Re: LDAPprep: mapping of " " values



Rats, sending email too late again. The example should have *started*
with the string U+0020 U+0301, rather than including it as an interior
string. It is a demonstration that a non-empty string can *start* with
a space (although not end with one).

Combining marks, in general, create some interesting edge cases for
substring matching, which is the only place where the decision to
use NFKC rather than NFKD makes a significant difference. The most
significant difference will come with substring matches in Korean;
form NFKC requires Hangul Jamo to be composed into Hangul syllables,
which means that the individual Jamo are not available for substring
matching. I don't speak Korean so I cannot tell if a native speaker
would consider it desirable to, for example, do a substring match
on an initial consonant rather than having to create an "or" of the
several hundred syllables which start with that consonant.

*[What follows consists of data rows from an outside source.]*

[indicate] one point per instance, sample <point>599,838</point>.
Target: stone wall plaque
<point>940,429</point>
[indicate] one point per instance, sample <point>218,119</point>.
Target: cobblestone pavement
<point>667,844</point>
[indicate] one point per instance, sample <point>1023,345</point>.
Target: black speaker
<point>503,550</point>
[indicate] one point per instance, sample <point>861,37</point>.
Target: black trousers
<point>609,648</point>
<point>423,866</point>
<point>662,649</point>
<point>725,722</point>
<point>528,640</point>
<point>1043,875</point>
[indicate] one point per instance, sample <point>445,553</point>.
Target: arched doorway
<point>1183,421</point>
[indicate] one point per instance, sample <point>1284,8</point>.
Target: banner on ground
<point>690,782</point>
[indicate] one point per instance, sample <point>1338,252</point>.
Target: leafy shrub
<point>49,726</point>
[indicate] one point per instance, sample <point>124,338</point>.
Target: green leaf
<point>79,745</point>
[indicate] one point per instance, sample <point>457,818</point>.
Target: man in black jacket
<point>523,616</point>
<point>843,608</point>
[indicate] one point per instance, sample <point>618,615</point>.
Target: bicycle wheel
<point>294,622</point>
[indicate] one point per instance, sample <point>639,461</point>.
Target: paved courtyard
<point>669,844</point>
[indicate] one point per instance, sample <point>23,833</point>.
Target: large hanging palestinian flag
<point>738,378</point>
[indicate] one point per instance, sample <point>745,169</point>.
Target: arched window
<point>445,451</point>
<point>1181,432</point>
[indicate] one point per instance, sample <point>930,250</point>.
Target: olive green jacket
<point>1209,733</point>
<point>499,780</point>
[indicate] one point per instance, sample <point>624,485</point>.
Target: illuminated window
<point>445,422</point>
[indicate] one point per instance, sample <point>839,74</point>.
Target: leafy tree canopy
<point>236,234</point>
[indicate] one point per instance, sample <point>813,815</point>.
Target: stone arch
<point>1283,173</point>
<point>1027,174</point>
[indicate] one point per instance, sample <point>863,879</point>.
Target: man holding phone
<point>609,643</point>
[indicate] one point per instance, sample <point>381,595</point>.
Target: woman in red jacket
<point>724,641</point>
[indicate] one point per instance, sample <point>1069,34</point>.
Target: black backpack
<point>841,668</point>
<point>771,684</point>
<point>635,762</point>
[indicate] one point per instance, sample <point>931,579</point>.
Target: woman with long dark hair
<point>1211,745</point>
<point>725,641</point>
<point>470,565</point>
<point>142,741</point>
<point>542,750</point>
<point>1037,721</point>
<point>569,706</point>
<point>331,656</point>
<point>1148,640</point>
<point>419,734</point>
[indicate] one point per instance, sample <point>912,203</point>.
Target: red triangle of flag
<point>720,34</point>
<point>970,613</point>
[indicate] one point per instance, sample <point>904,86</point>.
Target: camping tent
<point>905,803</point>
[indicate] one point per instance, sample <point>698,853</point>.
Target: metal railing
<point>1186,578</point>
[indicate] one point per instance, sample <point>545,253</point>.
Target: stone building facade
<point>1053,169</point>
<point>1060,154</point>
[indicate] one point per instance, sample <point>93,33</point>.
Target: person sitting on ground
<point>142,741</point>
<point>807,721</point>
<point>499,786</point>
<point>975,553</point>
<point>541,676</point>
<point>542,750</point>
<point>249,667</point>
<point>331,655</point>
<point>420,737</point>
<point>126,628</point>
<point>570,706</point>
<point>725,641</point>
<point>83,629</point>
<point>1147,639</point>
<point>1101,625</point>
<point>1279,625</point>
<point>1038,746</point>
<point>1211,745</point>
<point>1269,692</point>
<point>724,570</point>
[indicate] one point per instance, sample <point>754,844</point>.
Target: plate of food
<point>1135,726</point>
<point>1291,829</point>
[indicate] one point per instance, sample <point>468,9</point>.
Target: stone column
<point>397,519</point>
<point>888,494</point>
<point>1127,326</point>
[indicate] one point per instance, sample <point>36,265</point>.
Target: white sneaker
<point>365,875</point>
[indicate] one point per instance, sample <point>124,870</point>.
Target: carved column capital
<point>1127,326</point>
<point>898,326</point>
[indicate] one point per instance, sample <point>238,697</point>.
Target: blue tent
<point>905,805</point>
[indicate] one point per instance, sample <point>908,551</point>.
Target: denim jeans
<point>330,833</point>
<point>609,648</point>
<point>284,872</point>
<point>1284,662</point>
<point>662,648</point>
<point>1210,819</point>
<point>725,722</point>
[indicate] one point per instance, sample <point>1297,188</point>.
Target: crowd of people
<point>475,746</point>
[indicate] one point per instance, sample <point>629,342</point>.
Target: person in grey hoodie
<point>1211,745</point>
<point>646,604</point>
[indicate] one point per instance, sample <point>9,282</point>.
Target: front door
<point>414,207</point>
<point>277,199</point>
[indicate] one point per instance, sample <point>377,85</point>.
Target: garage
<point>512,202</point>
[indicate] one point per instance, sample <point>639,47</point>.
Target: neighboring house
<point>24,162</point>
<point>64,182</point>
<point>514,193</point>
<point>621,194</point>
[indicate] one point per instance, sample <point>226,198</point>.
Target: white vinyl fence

On 16-Nov-04, at 2:01 AM, Rici Lake wrote:


On 16-Nov-04, at 1:38 AM, Steven Legg wrote:

Alternatively,
LDAPprep can just reduce consecutive whitespace to a single space in every
case and leave the syntaxes draft to nominate the circumstances under
which a leading or trailing space is to be removed.

This seems very sensible to me.

A value can only match (l= *) or (l=* ) if it is all whitespace.

Not quite true. According to the insignificant space deletion rule,
a space is only a candidate for deletion if it is not followed by
a combining mark. Consequently, the sequence U+0041 U+0020 U+0020 U+0301
will be not be altered by ldapprep. (The string is LATIN CAPITAL LETTER A,
SPACE, SPACE, COMBINING ACUTE ACCENT.) One doesn't have to go out of one's
way to produce that sequence; the sequence U+0041 U+0020 U+00B4
(LATIN CAPITAL LETTER A, SPACE, ACUTE ACCENT) will be ldapprep'd into the
first sequence, as a result of the compatibility decomposition of U+00B4
into U+0020 U+0301. (That is, both strings render as "A ´" for anyone
with Unicode mail readers.)


Consequently, even (l= * *) could match something, but I believe that
(l= * * ) is truly impossible.